A pair of recent studies published in Fire Ecology examines an experimental modeling tool known as REBURN designed to produce artificial outcomes for wildfires across a myriad of forest landscapes under various wildfire management strategies. The goal of REBURN is to evaluate the pros and cons of immediately extinguishing a fire versus letting it burn continuously into unpopulated regions. This study was led by the USDA-FS, Pacific Northwest Research Station and holds the potential to help firefighters determine the best strategies for wildfire management in the future.
“Fire exclusion policies for much of the 20th century yielded many dense forests with largely uniform composition,” said Dr. Susan Prichard, who is a research scientist at the University of Washington School of Environmental and Forest Sciences, and a co-author on the study. “By the turn of this century, we had mature and densely treed, multi-layered forests with high fuel content — and as a result, large, destructive wildfires can ignite and spread more easily. There’s simply more to burn across large landscapes.”
For the two studies published June 30 and July 31, respectively, the researchers used REBURN to produce wildfire management simulations from the 2006 Tripod Complex Fire that occurred in north-central Washington State. They found that initiating what are known as prescribed burns and letting small-scale wildfires continuously burn will result in more diverse and durable forests over the long-term. These types of forests contain condition “patches” of various dimensions, and recently burned patches were found to act as “fences” to the direction of the fire for at least the next 5-15 years, which reduced the risk of fire spreading to larger areas. The simulations produced by REBURN also showed that forest landscapes comprised of between 35 to 50 percent of “fence” regions resulted in a large reduction in larger and more damaging wildfires, as well.
Image of the Tripod Complex Fire in north-central Washington taken on Aug. 7, 2006, by the NASA MODIS satellite. (Credit: NASA/MODIS Rapid Response Team/Goddard Space Flight Center)

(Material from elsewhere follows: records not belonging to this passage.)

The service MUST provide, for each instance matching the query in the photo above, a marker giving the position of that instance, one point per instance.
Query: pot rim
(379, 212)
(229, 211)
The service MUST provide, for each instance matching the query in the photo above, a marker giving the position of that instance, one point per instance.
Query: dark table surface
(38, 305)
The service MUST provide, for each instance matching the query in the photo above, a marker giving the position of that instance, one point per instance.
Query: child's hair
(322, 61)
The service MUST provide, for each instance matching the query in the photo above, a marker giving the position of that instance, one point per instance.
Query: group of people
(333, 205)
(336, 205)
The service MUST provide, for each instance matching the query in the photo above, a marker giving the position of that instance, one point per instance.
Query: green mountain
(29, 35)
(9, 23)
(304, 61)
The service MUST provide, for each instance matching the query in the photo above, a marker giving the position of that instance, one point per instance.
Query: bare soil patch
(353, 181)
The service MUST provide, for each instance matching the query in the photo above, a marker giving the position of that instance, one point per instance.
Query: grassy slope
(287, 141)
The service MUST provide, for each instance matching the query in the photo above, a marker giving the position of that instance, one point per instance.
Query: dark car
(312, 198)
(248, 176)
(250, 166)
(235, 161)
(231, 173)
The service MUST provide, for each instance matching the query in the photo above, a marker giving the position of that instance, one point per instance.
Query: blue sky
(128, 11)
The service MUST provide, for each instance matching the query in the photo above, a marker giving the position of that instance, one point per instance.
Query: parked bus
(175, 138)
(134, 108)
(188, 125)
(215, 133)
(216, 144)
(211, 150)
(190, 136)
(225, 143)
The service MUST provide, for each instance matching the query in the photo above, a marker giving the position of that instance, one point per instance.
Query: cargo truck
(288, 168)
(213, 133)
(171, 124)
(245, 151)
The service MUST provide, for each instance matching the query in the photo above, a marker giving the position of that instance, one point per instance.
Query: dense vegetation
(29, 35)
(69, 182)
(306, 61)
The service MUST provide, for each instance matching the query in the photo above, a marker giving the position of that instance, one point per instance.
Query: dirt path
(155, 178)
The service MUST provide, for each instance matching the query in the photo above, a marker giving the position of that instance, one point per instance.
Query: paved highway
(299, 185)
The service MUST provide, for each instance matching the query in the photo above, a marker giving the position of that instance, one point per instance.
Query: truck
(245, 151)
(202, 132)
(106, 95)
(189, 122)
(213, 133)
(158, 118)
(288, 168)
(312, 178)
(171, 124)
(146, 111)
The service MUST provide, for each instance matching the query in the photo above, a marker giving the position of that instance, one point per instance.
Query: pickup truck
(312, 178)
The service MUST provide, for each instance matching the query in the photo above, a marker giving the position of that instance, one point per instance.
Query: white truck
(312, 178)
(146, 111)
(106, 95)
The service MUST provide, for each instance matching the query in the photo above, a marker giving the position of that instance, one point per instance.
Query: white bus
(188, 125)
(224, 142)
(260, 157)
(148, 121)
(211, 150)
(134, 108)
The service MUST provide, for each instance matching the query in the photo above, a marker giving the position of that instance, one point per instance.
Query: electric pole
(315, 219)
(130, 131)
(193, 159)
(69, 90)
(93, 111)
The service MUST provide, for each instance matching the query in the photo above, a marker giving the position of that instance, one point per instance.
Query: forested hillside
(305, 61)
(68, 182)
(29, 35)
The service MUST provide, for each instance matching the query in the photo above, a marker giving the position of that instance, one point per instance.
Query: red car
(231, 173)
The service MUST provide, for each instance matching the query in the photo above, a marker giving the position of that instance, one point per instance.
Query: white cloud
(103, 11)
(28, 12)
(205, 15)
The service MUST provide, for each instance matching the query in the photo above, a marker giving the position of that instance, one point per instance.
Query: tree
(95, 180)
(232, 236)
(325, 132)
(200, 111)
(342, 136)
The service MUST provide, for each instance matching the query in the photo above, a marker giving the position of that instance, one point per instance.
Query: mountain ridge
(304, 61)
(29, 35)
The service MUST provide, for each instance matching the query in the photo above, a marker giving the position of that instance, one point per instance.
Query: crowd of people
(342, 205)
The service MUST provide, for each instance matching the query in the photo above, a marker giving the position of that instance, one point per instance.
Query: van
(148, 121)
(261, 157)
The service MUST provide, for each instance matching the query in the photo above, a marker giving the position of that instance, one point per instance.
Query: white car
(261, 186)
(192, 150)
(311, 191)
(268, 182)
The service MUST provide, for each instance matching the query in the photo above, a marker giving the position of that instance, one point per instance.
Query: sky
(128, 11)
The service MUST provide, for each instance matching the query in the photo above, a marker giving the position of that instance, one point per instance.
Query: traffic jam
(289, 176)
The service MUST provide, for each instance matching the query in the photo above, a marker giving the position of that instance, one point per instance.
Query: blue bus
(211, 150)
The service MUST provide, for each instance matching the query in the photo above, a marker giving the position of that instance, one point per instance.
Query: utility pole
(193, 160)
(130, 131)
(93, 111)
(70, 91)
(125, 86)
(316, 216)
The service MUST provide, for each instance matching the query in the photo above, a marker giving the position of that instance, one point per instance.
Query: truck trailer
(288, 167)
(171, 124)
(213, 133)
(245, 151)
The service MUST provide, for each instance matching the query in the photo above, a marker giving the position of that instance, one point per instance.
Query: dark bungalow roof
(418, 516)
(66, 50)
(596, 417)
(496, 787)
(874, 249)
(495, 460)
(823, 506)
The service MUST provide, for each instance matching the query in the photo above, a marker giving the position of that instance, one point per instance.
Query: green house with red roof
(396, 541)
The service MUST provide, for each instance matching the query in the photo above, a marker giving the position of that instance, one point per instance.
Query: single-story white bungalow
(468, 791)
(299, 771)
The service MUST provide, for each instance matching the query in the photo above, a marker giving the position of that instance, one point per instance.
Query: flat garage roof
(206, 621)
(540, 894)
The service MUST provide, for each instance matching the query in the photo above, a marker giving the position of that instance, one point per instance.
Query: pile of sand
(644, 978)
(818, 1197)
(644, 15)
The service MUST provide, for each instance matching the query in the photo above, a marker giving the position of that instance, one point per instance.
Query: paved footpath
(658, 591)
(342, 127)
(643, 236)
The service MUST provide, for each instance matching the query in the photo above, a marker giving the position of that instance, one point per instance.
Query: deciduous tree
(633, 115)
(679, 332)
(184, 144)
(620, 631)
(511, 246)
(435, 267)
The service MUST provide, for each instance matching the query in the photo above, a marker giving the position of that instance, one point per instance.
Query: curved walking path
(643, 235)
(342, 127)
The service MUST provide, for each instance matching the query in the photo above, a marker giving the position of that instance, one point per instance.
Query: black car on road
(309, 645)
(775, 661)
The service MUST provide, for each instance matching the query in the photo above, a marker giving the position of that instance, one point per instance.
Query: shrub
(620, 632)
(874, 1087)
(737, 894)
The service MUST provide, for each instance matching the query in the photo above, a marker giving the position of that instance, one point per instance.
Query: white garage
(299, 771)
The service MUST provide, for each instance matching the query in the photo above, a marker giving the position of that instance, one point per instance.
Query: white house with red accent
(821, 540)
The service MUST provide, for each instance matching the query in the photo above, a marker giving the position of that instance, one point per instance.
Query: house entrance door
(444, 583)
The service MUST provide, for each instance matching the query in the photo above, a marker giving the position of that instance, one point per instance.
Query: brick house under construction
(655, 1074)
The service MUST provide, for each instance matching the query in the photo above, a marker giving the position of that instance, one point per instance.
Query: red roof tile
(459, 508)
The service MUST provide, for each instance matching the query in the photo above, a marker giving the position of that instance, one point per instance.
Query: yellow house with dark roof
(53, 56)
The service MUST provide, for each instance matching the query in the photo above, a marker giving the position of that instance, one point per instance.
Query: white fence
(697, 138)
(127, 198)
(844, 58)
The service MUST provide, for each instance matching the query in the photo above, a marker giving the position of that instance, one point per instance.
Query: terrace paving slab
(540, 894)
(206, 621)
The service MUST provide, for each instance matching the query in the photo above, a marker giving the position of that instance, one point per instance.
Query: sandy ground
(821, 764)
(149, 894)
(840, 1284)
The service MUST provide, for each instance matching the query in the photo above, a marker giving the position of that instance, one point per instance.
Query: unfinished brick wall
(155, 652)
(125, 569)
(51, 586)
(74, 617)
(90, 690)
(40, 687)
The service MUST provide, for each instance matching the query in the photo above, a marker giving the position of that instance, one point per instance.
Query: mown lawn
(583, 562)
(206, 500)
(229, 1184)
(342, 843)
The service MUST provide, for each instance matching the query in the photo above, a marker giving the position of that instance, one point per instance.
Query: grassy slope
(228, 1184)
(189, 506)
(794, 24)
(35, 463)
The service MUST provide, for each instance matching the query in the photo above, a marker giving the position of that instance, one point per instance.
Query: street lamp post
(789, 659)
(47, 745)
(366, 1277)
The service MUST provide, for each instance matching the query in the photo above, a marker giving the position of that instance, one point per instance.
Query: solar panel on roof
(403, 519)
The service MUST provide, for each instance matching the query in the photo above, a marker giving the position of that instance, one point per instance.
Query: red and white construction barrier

For next steps, the researchers hypothesized that that REBURN can be used in additional western U.S. and Canadian regions. Currently, the team is attempting to adapt REBURN to the large forests of northern California and southern British Columbia, which are regions where large wildfires recently took place.
“We hope that it will help people who make major decisions about our forests understand the long-term consequences of different practices and policies when it comes to wildfires,” said Dr. Prichard. “We hope it will make these conversations easier to have by grounding our predictions in sound forest science.”
How will REBURN help fire services make more informed wildfire management decisions in the coming years and decades? Only time will tell, and this is why we science!
As always, keep doing science & keep looking up!